Они молча вернулись в дом. По дороге Яна пыталась наложить то, что она только что услышала, на изученную ею за несколько последних месяцев личность босса, но пока не могла это сделать: картинки упорно не хотели совмещаться в ее сознании, как это иногда бывает у людей с астигматизмом. Пока ей казалось, что Евгения рассказывает о совершенно другом человеке, возможно, и близком ей, но абсолютно незнакомом Яне. И еще эта фраза о первом удачном проекте родителей… Бесспорно, Евгения любила свою сестру, ее лицо даже светлело, когда она о ней говорила, но все же каково это – чувствовать себя всегда на втором или даже на третьем – после работы и сестры – месте в сердце родителей? Оказаться настолько всеми брошенной и впасть в такое отчаяние, чтобы начать прогуливать школу и заводить опасные знакомства, чтобы только привлечь к себе их внимание?
Яна почувствовала, что злится на родителей Евгении, которых она даже не знала.
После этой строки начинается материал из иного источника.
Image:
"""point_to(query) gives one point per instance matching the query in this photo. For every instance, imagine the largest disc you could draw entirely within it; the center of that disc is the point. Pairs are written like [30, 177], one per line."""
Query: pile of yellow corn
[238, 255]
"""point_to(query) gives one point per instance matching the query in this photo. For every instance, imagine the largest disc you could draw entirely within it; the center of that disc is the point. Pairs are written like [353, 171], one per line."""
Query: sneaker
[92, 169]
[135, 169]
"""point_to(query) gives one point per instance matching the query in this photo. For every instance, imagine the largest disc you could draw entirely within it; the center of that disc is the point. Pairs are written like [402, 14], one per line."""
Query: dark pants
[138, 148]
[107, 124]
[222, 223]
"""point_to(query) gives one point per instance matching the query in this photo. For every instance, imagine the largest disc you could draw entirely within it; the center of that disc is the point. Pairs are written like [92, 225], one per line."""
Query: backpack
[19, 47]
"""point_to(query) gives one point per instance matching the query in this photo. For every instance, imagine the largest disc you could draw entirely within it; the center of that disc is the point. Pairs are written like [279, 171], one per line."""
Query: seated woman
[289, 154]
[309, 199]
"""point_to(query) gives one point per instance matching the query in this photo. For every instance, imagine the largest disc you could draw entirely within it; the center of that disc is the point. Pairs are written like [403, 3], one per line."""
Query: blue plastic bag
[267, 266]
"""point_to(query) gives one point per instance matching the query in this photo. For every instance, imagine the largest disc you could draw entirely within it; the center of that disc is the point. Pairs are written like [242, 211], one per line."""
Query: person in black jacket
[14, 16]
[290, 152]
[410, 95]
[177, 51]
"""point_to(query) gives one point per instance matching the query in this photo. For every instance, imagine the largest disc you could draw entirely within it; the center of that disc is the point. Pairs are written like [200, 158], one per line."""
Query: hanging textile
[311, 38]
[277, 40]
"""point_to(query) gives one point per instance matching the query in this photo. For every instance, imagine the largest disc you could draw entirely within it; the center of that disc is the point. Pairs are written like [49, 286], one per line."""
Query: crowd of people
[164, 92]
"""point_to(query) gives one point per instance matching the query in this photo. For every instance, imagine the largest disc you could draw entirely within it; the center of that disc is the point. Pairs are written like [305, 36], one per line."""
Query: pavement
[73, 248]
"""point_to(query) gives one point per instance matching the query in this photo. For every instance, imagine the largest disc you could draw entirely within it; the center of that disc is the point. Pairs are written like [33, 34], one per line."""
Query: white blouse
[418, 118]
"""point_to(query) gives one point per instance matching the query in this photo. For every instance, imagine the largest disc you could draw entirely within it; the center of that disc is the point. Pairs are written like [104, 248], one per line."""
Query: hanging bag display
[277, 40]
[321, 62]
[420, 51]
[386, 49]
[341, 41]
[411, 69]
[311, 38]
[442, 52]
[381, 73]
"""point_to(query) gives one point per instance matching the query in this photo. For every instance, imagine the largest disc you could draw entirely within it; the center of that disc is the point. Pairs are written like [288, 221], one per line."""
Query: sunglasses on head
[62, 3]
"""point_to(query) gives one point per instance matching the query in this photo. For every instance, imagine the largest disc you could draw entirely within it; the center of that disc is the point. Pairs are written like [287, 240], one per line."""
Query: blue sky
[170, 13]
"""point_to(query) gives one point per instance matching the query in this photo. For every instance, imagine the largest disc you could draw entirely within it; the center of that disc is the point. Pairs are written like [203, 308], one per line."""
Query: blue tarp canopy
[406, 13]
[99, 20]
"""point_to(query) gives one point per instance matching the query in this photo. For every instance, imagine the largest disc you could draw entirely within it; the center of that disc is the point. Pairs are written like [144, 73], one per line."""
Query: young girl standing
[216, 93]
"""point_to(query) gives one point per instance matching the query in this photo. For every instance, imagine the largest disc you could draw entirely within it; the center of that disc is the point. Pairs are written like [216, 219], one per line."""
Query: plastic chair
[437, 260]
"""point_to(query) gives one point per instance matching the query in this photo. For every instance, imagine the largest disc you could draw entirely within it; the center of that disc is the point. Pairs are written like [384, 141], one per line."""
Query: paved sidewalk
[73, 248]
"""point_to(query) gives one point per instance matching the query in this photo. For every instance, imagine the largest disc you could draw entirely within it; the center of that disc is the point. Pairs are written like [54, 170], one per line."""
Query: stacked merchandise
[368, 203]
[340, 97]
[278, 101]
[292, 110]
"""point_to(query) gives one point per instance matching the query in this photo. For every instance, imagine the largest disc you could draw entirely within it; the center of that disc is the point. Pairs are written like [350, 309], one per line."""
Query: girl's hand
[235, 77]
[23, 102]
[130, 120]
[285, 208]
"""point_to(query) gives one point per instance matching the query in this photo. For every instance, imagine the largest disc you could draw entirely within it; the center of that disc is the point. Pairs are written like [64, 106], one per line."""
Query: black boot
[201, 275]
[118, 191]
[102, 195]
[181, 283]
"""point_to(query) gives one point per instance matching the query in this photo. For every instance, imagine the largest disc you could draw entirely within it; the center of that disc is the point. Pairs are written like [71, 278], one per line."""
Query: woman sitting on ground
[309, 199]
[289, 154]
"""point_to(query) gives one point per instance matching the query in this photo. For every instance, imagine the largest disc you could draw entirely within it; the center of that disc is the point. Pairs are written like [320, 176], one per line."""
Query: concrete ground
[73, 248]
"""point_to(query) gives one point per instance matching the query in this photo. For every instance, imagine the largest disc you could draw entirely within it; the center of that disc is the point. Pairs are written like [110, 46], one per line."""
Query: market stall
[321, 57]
Трудно жить рядом с ангелом, не имея пары крыльев, ведь ты всегда проиграешь в сравнении, даже если лучше пробежишь стометровку или получишь в школе высокий балл. Да и на Светлану она уже за что-то сердилась: то ли потому, что из-за нее Евгении приходилось обрывать крылья стрекозам, то ли из-за того, что Яна почувствовала после рассказа, как важны для ее босса в человеке внутренняя доброта и тепло, и ощутила, как далека она от описанного идеала. «Ей нравится, как я работаю, и этого вполне достаточно… в том числе, как выяснилось, и для того, чтобы узнать подробности ее тяжелого детства», – девушка решила остановиться пока на этой мысли.
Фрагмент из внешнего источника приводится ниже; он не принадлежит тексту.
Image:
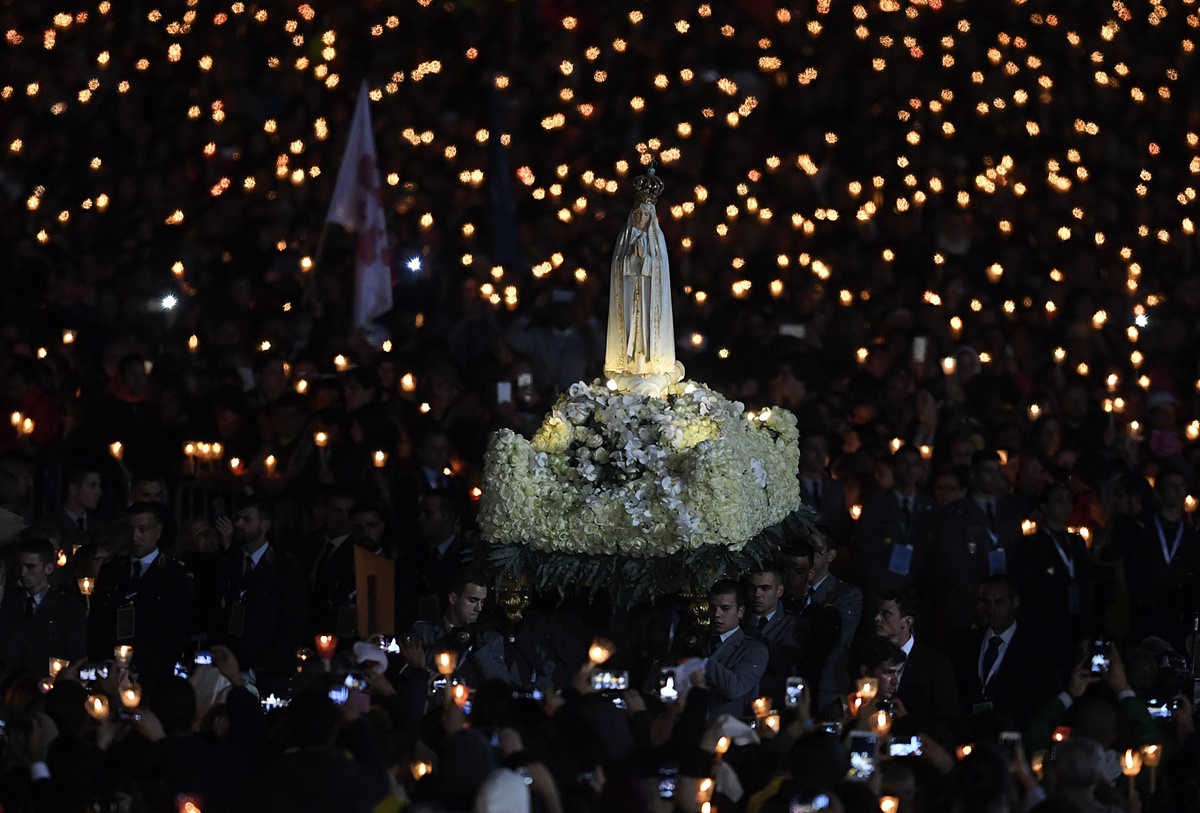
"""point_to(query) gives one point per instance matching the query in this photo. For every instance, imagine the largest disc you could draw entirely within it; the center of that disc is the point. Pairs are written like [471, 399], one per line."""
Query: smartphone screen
[667, 691]
[864, 748]
[610, 681]
[793, 692]
[910, 748]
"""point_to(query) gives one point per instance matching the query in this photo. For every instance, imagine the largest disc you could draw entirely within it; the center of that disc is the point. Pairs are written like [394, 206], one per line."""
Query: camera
[1009, 744]
[864, 748]
[910, 748]
[793, 692]
[1098, 656]
[357, 681]
[1162, 709]
[667, 690]
[610, 681]
[667, 781]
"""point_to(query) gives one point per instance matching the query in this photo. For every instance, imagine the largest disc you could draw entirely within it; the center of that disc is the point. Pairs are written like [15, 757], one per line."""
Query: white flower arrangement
[637, 476]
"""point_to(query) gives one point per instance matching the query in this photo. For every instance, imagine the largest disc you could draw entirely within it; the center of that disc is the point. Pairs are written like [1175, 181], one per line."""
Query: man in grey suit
[831, 591]
[76, 515]
[736, 663]
[36, 621]
[774, 627]
[976, 537]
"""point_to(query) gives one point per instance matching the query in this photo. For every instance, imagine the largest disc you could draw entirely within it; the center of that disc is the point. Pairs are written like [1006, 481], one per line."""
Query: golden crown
[647, 187]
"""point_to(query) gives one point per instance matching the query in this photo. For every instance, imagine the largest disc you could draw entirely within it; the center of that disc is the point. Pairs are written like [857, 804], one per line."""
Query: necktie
[322, 559]
[989, 658]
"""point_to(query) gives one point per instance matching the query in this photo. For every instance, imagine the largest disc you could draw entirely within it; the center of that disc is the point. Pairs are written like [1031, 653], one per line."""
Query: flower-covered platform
[648, 493]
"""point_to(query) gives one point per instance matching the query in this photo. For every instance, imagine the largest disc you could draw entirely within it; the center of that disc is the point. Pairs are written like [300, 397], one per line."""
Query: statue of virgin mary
[640, 348]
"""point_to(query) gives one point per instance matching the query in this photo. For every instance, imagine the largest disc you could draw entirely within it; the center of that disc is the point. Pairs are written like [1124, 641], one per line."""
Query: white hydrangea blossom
[627, 474]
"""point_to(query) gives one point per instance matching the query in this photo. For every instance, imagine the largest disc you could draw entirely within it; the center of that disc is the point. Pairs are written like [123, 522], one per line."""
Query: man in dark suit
[822, 492]
[817, 632]
[81, 498]
[927, 681]
[262, 598]
[736, 663]
[1161, 555]
[976, 537]
[1054, 570]
[774, 627]
[329, 560]
[36, 621]
[893, 539]
[1001, 664]
[144, 598]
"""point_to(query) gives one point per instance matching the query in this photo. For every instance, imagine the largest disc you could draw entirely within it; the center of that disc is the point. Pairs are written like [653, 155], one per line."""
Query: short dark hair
[77, 473]
[871, 652]
[463, 577]
[984, 456]
[777, 568]
[905, 598]
[144, 506]
[1013, 585]
[41, 547]
[259, 503]
[799, 548]
[366, 507]
[729, 588]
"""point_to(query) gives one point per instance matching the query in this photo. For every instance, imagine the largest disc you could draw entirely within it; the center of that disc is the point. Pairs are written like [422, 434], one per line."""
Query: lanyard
[1162, 540]
[1069, 561]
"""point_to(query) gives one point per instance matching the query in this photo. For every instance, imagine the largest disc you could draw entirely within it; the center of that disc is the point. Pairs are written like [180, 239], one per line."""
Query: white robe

Кальянная оказалась на минус третьем этаже, как и библиотека. Это была средних размеров комната с низкими диванами и подушками, оформленная в голубых и синих тонах. В глубокой нише, расположенной в одной из стен, стояло несколько кальянов; Евгения выбрала средний по высоте и поставила его на невысокий столик у дивана. Светильники располагались снизу, что делало освещение приглушенным, а комнату – очень уютной.
– Я не смогу часто затягиваться, а ты? Это я к тому, что может, нам одного на двоих хватит? Иначе уголь может погаснуть.
– Конечно, думаю, нам и одного будет за глаза. Как, впрочем, и одной насадки.
Яна удобно устроилась на одном из диванов, а босс откуда-то достала древесный уголь, табак, щипцы, быстро раскурила кальян и присела рядом.
– Здесь уютно, мне нравится, – сказала Яна, выпуская струйку сладковатого яблочного дыма.